Avec Arnaud N’Gatcha « adjoint à la Maire de Paris en charge de l'Europe, des relations internationales et de la francophonie » d’Anne Hidalgo mais aussi nommé par Delphine Ernotte « directeur des opérations spéciales à France Télévisions », grassement payé [plus de 100.000€/an comme le montre sa déclaration à la HATVP (cliquez ici)] par le contribuable français mais aussi parisien, le Plus Petit Dénominateur Commun entre les deux copines semble bien être: le PIPEAU.

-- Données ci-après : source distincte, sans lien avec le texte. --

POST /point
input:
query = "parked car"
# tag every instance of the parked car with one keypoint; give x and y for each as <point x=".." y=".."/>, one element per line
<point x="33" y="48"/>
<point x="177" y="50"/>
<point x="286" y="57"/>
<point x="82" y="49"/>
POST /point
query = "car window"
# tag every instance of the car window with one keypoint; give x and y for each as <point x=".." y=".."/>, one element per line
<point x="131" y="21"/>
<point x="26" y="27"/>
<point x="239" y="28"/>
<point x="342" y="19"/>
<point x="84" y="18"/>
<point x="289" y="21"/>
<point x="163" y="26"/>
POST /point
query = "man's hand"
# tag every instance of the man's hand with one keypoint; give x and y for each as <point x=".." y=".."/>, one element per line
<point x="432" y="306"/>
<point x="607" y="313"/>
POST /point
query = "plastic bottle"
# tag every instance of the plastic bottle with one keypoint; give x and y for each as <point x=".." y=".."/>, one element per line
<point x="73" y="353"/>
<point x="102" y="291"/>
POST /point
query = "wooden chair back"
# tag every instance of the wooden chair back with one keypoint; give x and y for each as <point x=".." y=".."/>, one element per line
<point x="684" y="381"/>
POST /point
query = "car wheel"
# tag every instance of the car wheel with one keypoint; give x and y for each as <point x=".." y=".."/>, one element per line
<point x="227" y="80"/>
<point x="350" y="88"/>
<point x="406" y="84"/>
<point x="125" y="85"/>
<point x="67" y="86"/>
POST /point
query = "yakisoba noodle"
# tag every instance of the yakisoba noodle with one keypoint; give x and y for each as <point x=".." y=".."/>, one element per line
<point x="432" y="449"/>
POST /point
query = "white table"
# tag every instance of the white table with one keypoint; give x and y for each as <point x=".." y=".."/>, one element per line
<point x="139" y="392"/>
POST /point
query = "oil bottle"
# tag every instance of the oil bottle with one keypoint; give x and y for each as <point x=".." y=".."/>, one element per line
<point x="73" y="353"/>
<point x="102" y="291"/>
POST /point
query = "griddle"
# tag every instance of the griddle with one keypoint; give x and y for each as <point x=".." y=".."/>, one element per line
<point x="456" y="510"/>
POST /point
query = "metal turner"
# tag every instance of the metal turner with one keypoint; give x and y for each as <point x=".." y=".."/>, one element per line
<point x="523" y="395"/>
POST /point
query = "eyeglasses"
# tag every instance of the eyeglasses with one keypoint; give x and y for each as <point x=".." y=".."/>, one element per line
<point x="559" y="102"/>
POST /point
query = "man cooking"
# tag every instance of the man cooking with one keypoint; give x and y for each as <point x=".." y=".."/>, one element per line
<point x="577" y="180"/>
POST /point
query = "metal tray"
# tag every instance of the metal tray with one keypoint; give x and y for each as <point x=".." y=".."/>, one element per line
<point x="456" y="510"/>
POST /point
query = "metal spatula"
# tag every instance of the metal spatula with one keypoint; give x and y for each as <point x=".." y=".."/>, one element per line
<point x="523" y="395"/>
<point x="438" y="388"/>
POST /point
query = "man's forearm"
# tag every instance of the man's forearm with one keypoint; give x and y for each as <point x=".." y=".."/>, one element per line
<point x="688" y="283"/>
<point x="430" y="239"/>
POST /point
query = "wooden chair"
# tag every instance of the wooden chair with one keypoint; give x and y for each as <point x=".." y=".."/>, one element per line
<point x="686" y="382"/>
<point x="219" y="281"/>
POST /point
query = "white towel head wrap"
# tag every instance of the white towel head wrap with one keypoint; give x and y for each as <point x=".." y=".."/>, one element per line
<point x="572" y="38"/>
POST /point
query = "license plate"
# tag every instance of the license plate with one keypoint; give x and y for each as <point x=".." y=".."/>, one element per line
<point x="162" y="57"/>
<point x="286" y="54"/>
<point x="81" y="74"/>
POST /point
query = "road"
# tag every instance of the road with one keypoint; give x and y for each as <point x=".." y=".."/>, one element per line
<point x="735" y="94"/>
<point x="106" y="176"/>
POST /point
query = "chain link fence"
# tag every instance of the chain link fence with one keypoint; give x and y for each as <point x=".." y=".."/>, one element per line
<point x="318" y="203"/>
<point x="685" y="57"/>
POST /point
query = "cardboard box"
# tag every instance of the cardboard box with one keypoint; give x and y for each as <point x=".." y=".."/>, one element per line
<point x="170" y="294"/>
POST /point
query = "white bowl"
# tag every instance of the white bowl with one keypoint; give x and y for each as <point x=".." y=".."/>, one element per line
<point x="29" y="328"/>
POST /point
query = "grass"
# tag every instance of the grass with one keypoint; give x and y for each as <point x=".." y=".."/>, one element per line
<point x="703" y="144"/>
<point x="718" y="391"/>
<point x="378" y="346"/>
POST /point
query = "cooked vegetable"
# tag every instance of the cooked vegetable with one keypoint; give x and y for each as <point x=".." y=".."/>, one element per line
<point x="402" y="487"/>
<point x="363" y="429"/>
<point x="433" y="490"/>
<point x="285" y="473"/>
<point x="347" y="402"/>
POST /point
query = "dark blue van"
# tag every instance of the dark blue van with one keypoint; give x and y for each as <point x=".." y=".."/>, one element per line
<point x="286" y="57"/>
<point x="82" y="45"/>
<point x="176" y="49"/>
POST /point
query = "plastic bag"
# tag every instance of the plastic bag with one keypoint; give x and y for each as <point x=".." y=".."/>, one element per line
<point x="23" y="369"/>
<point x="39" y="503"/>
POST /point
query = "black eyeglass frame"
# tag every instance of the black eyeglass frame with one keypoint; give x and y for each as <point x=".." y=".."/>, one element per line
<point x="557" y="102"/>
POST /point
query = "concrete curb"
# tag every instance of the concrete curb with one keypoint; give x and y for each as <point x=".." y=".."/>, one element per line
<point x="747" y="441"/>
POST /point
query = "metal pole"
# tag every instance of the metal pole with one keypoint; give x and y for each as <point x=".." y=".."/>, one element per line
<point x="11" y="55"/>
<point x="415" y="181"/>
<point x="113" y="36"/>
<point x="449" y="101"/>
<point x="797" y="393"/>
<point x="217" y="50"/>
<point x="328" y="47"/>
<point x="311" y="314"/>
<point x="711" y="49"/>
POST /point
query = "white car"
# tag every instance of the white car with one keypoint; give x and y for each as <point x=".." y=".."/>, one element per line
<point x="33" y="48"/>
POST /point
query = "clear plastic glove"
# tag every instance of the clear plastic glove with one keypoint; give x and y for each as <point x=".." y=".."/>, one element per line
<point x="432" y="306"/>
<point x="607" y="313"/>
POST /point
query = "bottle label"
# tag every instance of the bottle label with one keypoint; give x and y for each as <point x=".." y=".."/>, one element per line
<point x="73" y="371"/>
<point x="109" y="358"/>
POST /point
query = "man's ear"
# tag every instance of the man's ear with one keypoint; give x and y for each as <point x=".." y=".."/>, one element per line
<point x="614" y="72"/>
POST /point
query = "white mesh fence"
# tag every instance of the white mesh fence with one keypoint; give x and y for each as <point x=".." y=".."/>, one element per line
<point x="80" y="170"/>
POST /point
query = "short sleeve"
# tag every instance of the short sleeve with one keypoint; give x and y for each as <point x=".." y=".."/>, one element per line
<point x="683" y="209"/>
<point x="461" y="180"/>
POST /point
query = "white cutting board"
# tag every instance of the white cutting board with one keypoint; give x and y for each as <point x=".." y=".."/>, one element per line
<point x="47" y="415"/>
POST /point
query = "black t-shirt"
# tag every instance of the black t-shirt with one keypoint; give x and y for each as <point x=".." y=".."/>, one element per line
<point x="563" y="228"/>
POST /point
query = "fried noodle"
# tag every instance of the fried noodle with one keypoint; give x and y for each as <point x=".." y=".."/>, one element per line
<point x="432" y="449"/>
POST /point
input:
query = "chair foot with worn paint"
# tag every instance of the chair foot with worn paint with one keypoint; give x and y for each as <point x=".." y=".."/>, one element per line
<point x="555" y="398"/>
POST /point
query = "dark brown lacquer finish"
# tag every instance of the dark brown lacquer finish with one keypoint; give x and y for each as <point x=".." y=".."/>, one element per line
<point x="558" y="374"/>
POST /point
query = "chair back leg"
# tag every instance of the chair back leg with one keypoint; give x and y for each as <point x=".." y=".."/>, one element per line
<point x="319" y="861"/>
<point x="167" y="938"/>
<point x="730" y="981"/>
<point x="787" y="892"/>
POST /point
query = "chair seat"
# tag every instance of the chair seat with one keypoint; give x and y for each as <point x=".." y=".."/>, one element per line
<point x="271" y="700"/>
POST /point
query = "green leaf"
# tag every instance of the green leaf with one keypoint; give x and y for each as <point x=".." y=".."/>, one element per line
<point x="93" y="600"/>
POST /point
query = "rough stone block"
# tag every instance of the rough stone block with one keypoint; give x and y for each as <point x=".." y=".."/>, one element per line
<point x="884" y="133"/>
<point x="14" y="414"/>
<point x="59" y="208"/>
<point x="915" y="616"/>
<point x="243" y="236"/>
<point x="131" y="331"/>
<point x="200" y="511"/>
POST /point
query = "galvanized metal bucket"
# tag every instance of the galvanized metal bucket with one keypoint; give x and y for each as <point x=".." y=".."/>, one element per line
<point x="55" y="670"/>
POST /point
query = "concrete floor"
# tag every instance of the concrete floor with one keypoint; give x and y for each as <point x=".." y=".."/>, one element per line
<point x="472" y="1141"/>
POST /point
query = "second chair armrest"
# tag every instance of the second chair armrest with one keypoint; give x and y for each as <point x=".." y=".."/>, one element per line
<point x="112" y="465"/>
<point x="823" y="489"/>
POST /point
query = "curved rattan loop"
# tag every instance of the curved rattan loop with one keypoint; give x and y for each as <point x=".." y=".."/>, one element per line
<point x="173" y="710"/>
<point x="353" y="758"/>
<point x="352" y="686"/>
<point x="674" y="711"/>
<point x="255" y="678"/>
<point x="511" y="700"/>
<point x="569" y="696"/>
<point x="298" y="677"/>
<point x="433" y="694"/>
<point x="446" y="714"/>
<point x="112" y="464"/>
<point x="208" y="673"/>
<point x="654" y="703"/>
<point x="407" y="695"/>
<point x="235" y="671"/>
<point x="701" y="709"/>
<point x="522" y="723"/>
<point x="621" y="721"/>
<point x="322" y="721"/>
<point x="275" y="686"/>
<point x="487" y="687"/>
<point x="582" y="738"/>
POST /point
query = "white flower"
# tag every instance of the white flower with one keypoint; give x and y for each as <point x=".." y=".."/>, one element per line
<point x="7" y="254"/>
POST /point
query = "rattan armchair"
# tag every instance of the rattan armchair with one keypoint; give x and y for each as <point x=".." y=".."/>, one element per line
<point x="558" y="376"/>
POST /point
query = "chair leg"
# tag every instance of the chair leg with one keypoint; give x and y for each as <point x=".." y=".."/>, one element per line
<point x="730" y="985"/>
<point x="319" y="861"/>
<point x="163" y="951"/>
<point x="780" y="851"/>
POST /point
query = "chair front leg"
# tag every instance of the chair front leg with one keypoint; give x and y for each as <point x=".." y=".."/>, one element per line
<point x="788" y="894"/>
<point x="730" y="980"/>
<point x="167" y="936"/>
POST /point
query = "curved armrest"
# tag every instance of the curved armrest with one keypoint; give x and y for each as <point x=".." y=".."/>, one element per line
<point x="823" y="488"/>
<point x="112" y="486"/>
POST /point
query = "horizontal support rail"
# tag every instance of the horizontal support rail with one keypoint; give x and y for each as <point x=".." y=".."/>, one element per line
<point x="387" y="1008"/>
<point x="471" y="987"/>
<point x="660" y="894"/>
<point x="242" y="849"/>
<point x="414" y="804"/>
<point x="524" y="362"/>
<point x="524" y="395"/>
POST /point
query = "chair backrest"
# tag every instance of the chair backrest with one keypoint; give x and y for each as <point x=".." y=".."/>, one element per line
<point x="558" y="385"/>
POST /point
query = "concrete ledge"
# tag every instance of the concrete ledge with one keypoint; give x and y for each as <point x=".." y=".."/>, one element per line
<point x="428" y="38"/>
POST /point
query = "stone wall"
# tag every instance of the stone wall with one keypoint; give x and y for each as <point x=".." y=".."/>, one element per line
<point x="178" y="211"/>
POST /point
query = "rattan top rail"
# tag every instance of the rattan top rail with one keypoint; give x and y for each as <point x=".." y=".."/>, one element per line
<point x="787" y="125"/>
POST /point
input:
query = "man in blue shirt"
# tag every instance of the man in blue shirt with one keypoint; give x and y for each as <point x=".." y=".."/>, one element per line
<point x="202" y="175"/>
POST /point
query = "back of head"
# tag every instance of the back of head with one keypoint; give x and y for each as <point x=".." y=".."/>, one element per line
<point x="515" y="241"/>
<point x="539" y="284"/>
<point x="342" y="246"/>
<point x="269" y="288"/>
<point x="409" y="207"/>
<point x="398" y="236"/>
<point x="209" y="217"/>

La première sévèrement défaite à la dernière élection présidentielle (1,74% des suffrages) vient d’être épinglé par Le Canard enchaîné pour « ses promesses qui s’envolent en fumée » dans son article « Hidalgo part à la taxe » (ci-après)…

La seconde et sa propagande d’autosatisfaction continuelle à l’adresse de l’actionnaire donc l’État, les Tutelles, les politiques, la Représentation nationale, les salariés mais aussi par-dessus tout, les contribuables que le blog CGC Média renvoyait hier – documents à l’appui aux dizaines et dizaines de millions d’argent public englouti à fonds perdus dans le fiasco ernottien Salto, tout ça en maquillant les données au travers de documents comptables insincères.

En voici quelques exemples parmi tant d'autres.

Lundi dernier, alors que l’ex-Orange chantait au Figaro que « Salto atteindrait bientôt le million d’abonnés, deux ans seulement après son lancement. » ajoutant que la plateforme « fait la démonstration qu’elle avait de la valeur et aussi un avenir mais pas avec l’actionnariat tel qu’il est aujourd’hui », les documents que débusquait le blog CGC Média, montre que la quasi-totalité du propos s’avère être du PIPEAU.  

Outre le fait que Salto n’a pas publié ses comptes en 2021 le plus illégalement qui soit puisque c’est là une obligation légale, l’infirmière TV va une fois encore débiter ses salades.  

D’abord, les documents financiers qu’a fournis le blog CGC Média dans son article « La dernière incartade ernottienne qui pourrait bien finir devant la Justice en scandale d’État ! » prouvent que c’est encore du PIPEAU...ou de la FLÛTE comme l'aurait dit Emmanuel Macron !

Il suffit pour le vérifier de regarder les extraits des écrits de France Télés généralement bien enfouis dans la masse.

Tout d’abord dans ce qui est adressé aux contrôleurs d’État, à Bercy, aux administrateurs, pas une ligne sur Salto, à part pour évoquer la liquidation ou le changement de pactes d’actionnaires (¤)

« En mai 2021, les groupes TF1 et M6 ont annoncé leur entrée en négociations exclusives en vue de fusionner à l’horizon fin 2022. Cette opération est soumise à l’avis de l’ARCOM et à l’autorisation de l’Autorité de la concurrence, qui devrait rendre sa décision à l’automne 2022. La perspective d’une fusion entre les deux associés de France Télévisions au sein de Salto modifierait très substantiellement l’équilibre de gouvernance paritaire qui avait présidé au lancement de Salto.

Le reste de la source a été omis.